As for his education? “It’s been going great.”

The Rosatis – UMass Lowell Ties Brought Them Together

Deb Rosati '82 '90 with friends on Hawkey Way at UML Homecoming Image by Courtesy
Deb Rosati '82 '90, center, at Homecoming 2018 with Margaret Nee '82, Peter Ott '86 and Linda Moran '82.
Deb (Motyka) Rosati ’82 ’90 met Michael ’82 over a septic system – and then they discovered they’d both graduated from UMass Lowell.

Deb, who had a B.S. in health administration and was about to complete her master’s in the same field, was director of the Wayland Health Department when they met in 1990. Michael, who’d earned a B.S. in chemical engineering, had been hired as a consultant by the town board of health to review septic plans and monitor soil tests. The pair soon began dating.

Over the years, the family came to hockey games and Homecoming, where Deb still meets some of her former roommates and close friends. Now, their second child, Alex, is studying criminal justice at UMass Lowell.

“My husband and I were very happily promoting the school. We think that we got great educations there, and he saw that we were happy and successful in what we were doing,” she says.

Deb headed up several public health departments in the area before working for Legal Seafoods for many years. She now runs her own consulting business, while Michael works for a civil engineering and land planning firm in Stoneham, Mass.

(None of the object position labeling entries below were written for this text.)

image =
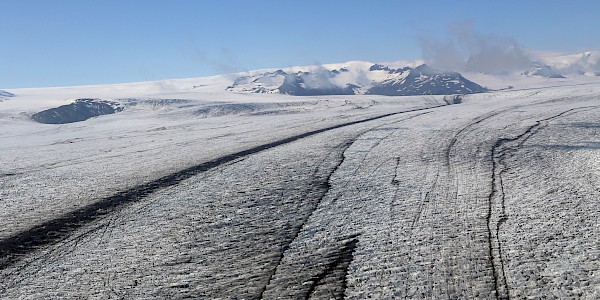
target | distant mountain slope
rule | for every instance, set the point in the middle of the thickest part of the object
(356, 79)
(80, 110)
(542, 70)
(4, 93)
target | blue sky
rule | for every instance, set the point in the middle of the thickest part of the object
(60, 42)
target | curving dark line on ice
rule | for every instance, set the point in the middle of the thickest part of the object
(54, 230)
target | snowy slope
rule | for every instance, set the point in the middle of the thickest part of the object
(192, 190)
(357, 78)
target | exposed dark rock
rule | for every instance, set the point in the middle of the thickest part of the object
(80, 110)
(424, 80)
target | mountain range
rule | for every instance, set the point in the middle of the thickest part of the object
(357, 78)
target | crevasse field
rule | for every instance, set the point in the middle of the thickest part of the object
(196, 192)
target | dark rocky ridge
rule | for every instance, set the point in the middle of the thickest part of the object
(422, 80)
(80, 110)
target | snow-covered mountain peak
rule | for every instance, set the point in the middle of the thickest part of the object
(356, 78)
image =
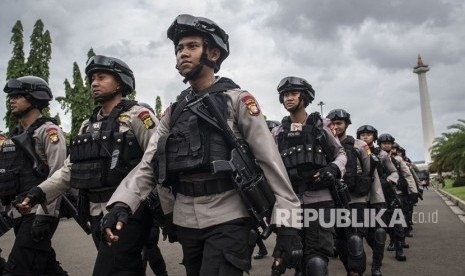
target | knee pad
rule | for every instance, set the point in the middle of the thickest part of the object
(317, 266)
(380, 236)
(356, 260)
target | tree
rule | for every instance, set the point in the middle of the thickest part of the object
(77, 100)
(16, 67)
(158, 107)
(448, 151)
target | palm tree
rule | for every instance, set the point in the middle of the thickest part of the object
(448, 151)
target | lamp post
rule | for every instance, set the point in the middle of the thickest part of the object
(321, 106)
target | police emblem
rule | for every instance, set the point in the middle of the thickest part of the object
(53, 135)
(145, 117)
(251, 105)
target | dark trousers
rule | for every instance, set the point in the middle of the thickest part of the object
(124, 257)
(28, 257)
(217, 250)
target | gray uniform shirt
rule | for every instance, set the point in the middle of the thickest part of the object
(247, 122)
(50, 146)
(338, 154)
(130, 120)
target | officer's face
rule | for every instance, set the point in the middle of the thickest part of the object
(340, 127)
(188, 53)
(103, 84)
(292, 100)
(367, 138)
(18, 104)
(386, 146)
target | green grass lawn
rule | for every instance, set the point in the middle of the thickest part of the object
(456, 191)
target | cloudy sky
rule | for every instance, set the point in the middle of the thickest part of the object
(357, 54)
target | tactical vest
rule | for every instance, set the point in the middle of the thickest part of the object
(358, 183)
(191, 144)
(302, 153)
(17, 173)
(102, 156)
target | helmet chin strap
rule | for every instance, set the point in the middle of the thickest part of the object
(194, 73)
(108, 97)
(293, 109)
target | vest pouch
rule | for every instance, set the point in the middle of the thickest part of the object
(89, 174)
(9, 184)
(363, 185)
(319, 158)
(260, 196)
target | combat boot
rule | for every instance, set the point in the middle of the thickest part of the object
(400, 252)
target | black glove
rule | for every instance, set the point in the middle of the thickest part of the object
(42, 227)
(168, 229)
(330, 173)
(413, 198)
(35, 195)
(119, 212)
(289, 247)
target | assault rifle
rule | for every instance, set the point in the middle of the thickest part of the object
(248, 178)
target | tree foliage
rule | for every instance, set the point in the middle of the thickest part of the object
(158, 107)
(448, 151)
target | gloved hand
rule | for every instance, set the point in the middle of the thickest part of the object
(330, 173)
(289, 247)
(42, 227)
(168, 229)
(413, 198)
(119, 212)
(32, 197)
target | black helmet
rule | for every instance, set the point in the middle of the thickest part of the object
(386, 137)
(272, 124)
(114, 66)
(296, 84)
(339, 114)
(367, 129)
(186, 24)
(35, 89)
(146, 105)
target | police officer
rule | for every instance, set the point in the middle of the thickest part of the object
(109, 144)
(384, 173)
(314, 159)
(35, 150)
(385, 141)
(358, 177)
(209, 214)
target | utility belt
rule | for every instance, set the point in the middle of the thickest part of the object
(309, 185)
(303, 155)
(194, 188)
(100, 196)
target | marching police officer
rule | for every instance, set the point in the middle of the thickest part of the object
(34, 150)
(358, 177)
(384, 174)
(109, 144)
(405, 186)
(314, 159)
(210, 217)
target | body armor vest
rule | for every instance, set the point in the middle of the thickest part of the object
(358, 183)
(302, 153)
(102, 156)
(191, 145)
(17, 171)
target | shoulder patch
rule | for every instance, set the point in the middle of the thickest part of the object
(53, 135)
(167, 111)
(251, 105)
(145, 117)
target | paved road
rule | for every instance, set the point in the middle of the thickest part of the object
(437, 248)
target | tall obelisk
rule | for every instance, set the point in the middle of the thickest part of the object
(426, 117)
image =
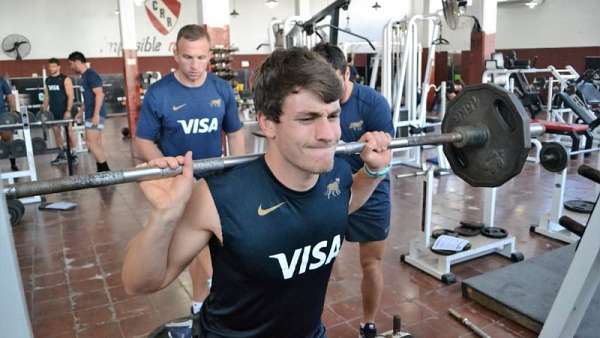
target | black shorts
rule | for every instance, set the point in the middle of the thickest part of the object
(57, 114)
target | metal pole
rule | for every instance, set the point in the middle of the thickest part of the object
(461, 137)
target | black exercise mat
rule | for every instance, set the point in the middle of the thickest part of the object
(526, 290)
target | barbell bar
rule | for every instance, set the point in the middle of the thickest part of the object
(486, 138)
(462, 138)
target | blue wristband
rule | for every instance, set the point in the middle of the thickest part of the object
(378, 173)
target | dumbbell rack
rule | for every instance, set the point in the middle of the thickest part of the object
(548, 224)
(421, 257)
(30, 171)
(221, 62)
(581, 281)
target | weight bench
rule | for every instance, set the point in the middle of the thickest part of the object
(571, 130)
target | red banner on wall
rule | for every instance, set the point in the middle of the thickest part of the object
(163, 14)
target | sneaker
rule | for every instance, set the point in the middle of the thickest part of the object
(367, 330)
(60, 159)
(74, 158)
(179, 329)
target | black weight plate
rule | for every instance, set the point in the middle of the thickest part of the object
(505, 152)
(554, 157)
(15, 210)
(163, 332)
(494, 232)
(467, 232)
(39, 145)
(18, 148)
(584, 207)
(4, 149)
(42, 116)
(438, 232)
(9, 118)
(472, 225)
(450, 252)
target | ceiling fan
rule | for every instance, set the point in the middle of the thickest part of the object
(16, 46)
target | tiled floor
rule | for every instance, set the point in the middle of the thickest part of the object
(70, 261)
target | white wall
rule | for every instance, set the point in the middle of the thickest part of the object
(555, 23)
(56, 28)
(91, 26)
(249, 29)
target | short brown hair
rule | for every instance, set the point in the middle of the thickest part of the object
(285, 71)
(192, 33)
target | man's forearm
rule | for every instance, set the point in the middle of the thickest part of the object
(98, 104)
(69, 103)
(146, 260)
(146, 150)
(12, 102)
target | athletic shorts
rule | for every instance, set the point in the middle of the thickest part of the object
(57, 115)
(89, 125)
(371, 222)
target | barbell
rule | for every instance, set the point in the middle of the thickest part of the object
(485, 134)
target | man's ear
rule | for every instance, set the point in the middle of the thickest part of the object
(347, 74)
(267, 126)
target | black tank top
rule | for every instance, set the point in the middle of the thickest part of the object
(57, 96)
(270, 274)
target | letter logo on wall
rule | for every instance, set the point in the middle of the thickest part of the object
(163, 14)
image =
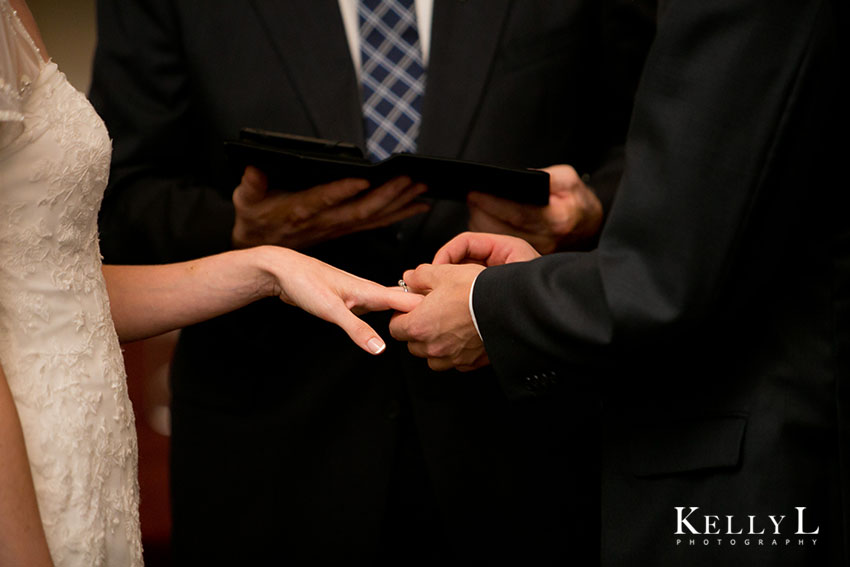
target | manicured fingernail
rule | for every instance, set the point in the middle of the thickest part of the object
(376, 345)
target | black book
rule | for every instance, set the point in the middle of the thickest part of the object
(294, 163)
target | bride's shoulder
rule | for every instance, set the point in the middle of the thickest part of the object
(22, 55)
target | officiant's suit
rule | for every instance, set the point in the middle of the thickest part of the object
(714, 312)
(286, 438)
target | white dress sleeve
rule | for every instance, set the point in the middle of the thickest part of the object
(20, 64)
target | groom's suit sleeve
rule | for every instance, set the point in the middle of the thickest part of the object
(724, 133)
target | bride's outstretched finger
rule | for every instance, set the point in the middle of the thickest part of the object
(359, 331)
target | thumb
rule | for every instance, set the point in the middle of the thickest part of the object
(361, 333)
(253, 187)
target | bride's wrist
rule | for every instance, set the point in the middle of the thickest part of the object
(269, 260)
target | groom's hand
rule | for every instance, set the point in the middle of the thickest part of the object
(485, 249)
(440, 328)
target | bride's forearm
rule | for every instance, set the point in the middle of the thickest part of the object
(151, 300)
(22, 540)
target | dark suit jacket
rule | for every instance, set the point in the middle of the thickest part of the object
(286, 437)
(714, 313)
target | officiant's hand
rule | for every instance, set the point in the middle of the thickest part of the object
(573, 215)
(304, 218)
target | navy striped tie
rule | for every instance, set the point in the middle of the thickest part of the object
(392, 74)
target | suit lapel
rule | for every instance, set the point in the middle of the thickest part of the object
(464, 37)
(310, 41)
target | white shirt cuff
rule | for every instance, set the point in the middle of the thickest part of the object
(471, 311)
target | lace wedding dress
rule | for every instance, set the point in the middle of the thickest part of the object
(58, 346)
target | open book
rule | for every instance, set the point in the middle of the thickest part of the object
(293, 163)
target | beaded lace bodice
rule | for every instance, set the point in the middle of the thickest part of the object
(58, 346)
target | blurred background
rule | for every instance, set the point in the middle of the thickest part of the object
(69, 31)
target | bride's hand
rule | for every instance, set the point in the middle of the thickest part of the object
(335, 295)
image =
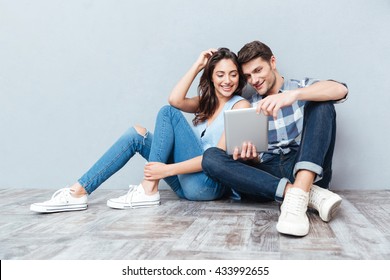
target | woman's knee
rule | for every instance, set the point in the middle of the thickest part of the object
(210, 159)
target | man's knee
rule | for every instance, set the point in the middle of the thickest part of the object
(325, 108)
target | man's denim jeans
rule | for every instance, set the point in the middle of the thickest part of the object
(267, 180)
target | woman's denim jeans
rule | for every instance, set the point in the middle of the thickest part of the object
(267, 180)
(173, 141)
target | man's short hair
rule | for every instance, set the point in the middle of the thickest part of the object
(254, 50)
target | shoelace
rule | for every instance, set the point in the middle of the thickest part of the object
(295, 204)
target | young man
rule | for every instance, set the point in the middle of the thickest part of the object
(302, 127)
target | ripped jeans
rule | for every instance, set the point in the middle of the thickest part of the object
(173, 141)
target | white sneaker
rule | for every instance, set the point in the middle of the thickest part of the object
(324, 201)
(61, 201)
(293, 219)
(134, 198)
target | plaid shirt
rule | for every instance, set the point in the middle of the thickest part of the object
(284, 133)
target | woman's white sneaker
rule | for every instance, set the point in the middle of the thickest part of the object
(62, 200)
(135, 198)
(293, 219)
(325, 202)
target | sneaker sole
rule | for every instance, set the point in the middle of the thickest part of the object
(328, 215)
(143, 204)
(54, 209)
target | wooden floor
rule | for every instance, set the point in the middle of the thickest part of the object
(181, 229)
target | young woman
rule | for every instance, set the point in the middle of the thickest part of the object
(175, 150)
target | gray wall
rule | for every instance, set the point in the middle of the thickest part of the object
(75, 74)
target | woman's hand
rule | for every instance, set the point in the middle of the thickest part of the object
(156, 171)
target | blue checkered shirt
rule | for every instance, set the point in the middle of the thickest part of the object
(284, 133)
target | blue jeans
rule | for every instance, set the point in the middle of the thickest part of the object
(173, 141)
(267, 180)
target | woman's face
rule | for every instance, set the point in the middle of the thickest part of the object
(225, 78)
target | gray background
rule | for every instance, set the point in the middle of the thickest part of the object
(75, 74)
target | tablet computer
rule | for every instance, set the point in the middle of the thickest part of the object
(245, 125)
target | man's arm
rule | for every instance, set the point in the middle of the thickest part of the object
(320, 91)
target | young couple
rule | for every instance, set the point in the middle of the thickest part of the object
(191, 157)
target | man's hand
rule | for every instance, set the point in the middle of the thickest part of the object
(248, 152)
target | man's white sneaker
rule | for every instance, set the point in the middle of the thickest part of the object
(324, 201)
(61, 201)
(134, 198)
(293, 219)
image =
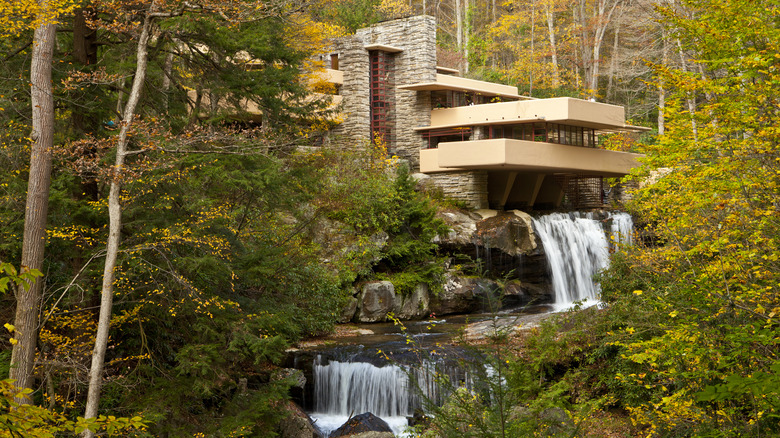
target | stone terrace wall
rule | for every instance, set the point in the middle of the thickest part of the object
(468, 186)
(416, 63)
(353, 61)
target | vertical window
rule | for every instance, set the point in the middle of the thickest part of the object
(380, 97)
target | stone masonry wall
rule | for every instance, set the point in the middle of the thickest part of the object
(469, 187)
(416, 36)
(416, 63)
(353, 61)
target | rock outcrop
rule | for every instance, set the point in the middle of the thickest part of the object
(365, 422)
(376, 301)
(297, 424)
(466, 295)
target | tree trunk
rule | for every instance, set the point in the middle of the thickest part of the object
(115, 227)
(556, 81)
(467, 34)
(36, 208)
(661, 84)
(459, 26)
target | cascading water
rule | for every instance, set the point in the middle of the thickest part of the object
(345, 389)
(577, 248)
(622, 228)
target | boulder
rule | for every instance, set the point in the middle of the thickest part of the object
(365, 422)
(462, 225)
(296, 377)
(297, 424)
(375, 301)
(518, 294)
(415, 305)
(348, 311)
(512, 234)
(465, 295)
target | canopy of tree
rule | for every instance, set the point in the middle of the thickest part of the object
(237, 237)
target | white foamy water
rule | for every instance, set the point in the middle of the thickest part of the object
(577, 248)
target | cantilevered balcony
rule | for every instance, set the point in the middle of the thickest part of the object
(547, 136)
(526, 156)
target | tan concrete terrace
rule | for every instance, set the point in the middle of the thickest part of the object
(445, 82)
(566, 110)
(526, 156)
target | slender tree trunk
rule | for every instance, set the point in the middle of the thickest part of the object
(613, 60)
(167, 74)
(34, 240)
(556, 80)
(467, 34)
(459, 26)
(661, 84)
(533, 55)
(691, 99)
(115, 227)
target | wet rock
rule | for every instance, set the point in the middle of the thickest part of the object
(509, 325)
(512, 234)
(462, 225)
(297, 424)
(465, 295)
(375, 301)
(373, 435)
(519, 294)
(415, 305)
(365, 422)
(348, 311)
(297, 377)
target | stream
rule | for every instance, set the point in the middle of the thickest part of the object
(375, 367)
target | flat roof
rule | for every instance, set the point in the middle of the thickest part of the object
(384, 48)
(454, 83)
(447, 70)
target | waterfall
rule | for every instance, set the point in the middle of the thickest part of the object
(577, 248)
(622, 228)
(358, 387)
(344, 389)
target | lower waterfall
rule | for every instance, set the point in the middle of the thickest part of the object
(345, 389)
(577, 247)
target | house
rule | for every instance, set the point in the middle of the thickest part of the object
(480, 142)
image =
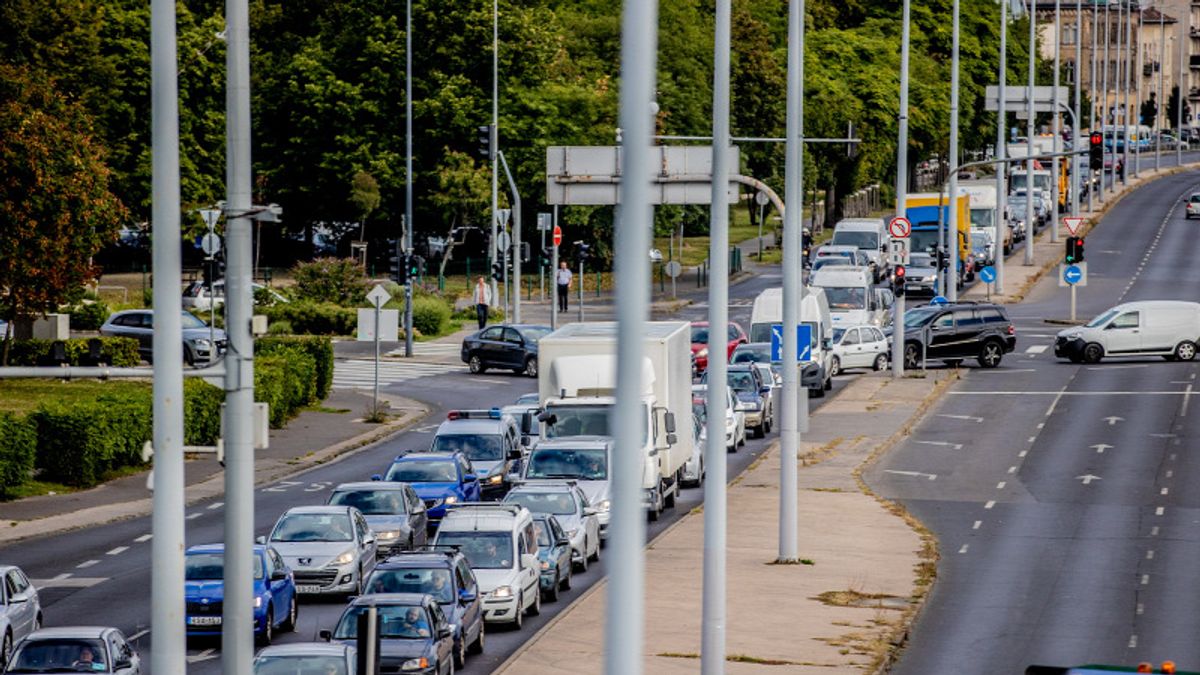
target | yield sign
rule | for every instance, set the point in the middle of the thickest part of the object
(1073, 223)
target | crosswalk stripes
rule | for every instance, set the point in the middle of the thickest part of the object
(359, 374)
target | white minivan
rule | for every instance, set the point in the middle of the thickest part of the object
(1165, 328)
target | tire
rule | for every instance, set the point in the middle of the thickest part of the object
(1186, 351)
(881, 362)
(991, 353)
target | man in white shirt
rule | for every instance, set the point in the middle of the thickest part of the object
(563, 279)
(483, 299)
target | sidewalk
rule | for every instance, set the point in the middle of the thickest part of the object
(864, 569)
(312, 437)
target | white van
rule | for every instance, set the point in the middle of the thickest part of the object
(768, 310)
(1165, 328)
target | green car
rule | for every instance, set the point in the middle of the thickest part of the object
(553, 555)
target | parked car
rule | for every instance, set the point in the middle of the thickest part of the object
(393, 511)
(275, 592)
(414, 633)
(21, 609)
(441, 479)
(330, 549)
(73, 649)
(306, 657)
(445, 575)
(202, 344)
(504, 346)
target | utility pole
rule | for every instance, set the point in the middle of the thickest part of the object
(624, 621)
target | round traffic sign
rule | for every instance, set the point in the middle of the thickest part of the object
(900, 227)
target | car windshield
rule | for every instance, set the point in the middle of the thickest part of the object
(435, 581)
(210, 567)
(432, 471)
(582, 464)
(484, 550)
(845, 298)
(396, 622)
(558, 503)
(313, 527)
(371, 502)
(861, 239)
(54, 655)
(475, 446)
(299, 664)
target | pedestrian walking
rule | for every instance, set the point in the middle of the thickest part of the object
(563, 279)
(483, 299)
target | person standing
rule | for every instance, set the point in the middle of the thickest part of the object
(483, 299)
(563, 279)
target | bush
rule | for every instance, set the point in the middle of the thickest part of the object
(18, 446)
(330, 280)
(120, 352)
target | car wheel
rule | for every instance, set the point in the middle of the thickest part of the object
(881, 362)
(990, 354)
(1186, 351)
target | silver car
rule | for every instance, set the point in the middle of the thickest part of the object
(330, 549)
(21, 611)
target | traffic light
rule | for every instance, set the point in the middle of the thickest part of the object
(1096, 151)
(487, 142)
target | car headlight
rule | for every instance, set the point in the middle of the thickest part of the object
(415, 664)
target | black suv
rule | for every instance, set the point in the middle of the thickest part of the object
(952, 333)
(444, 574)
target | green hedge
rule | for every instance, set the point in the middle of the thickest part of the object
(121, 352)
(18, 441)
(319, 348)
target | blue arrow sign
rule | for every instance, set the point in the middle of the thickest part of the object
(803, 341)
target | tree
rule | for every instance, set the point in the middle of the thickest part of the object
(57, 210)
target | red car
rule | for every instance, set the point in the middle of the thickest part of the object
(700, 342)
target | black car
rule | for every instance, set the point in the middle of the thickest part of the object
(504, 346)
(414, 633)
(952, 333)
(447, 577)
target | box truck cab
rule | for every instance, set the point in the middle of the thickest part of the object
(577, 384)
(768, 310)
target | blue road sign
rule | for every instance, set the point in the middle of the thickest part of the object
(803, 341)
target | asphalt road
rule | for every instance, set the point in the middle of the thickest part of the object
(1061, 499)
(101, 575)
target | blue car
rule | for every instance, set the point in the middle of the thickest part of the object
(441, 479)
(275, 591)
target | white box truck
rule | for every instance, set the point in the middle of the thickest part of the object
(577, 384)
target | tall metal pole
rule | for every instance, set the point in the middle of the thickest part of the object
(953, 275)
(793, 284)
(901, 178)
(712, 644)
(238, 620)
(408, 174)
(167, 523)
(624, 621)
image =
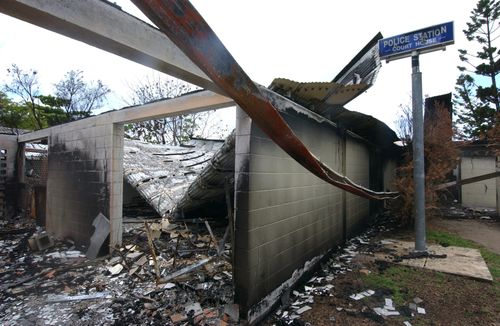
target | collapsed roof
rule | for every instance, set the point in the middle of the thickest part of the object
(178, 179)
(191, 181)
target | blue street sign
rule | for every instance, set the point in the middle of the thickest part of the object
(423, 40)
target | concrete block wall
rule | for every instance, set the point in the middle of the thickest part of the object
(284, 215)
(358, 170)
(84, 178)
(8, 186)
(483, 193)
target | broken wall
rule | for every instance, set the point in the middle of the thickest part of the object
(85, 178)
(481, 194)
(284, 215)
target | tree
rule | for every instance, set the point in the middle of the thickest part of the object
(441, 156)
(171, 130)
(477, 94)
(11, 115)
(26, 86)
(81, 98)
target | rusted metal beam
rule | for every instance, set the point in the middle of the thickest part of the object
(468, 180)
(184, 26)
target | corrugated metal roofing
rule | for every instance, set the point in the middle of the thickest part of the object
(162, 174)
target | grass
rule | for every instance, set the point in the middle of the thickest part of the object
(397, 278)
(448, 239)
(394, 279)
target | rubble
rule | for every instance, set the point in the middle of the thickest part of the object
(60, 285)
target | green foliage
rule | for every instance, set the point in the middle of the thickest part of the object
(29, 109)
(172, 130)
(476, 92)
(79, 97)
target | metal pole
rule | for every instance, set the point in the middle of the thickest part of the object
(418, 155)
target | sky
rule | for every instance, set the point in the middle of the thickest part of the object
(306, 41)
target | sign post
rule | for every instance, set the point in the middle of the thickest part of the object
(413, 44)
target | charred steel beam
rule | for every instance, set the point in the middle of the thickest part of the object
(468, 180)
(184, 26)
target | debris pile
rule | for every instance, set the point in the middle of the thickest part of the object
(163, 274)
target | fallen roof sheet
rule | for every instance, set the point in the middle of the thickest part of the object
(162, 174)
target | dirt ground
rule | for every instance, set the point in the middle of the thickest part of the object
(447, 299)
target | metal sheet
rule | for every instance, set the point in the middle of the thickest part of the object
(184, 26)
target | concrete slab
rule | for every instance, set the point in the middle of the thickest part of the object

Alex Rosati and parents Michael and Deb Rosati on move-in day as a UML freshman Image by Courtesy
Michael '82, Alex '21 and Deb Rosati on move-in day 2017.
Alex says he chose UML in part because it was close to Boston, where he was playing semi-pro paintball with the Bay State Bandits by his senior year in high school. Once here, he roomed on campus with three of his Melrose High School soccer teammates. The four friends still live together in an off-campus apartment.

Alex will graduate a semester behind his friends, though. While they’re all seniors, Alex stepped up to the pro leagues of paintball, first playing for the New York Extreme and then for the Edmonton Impact. He took off fall semester 2019 to play for the Canadian team, putting him behind on his degree.

Now, thanks to COVID-19, he’s back with the Extreme, although he won’t be playing in the NXL World Cup of Paintball in Florida next month.

“It’s been a crazy year,” he says. “I’ll just focus on school for this year and try to get that done.”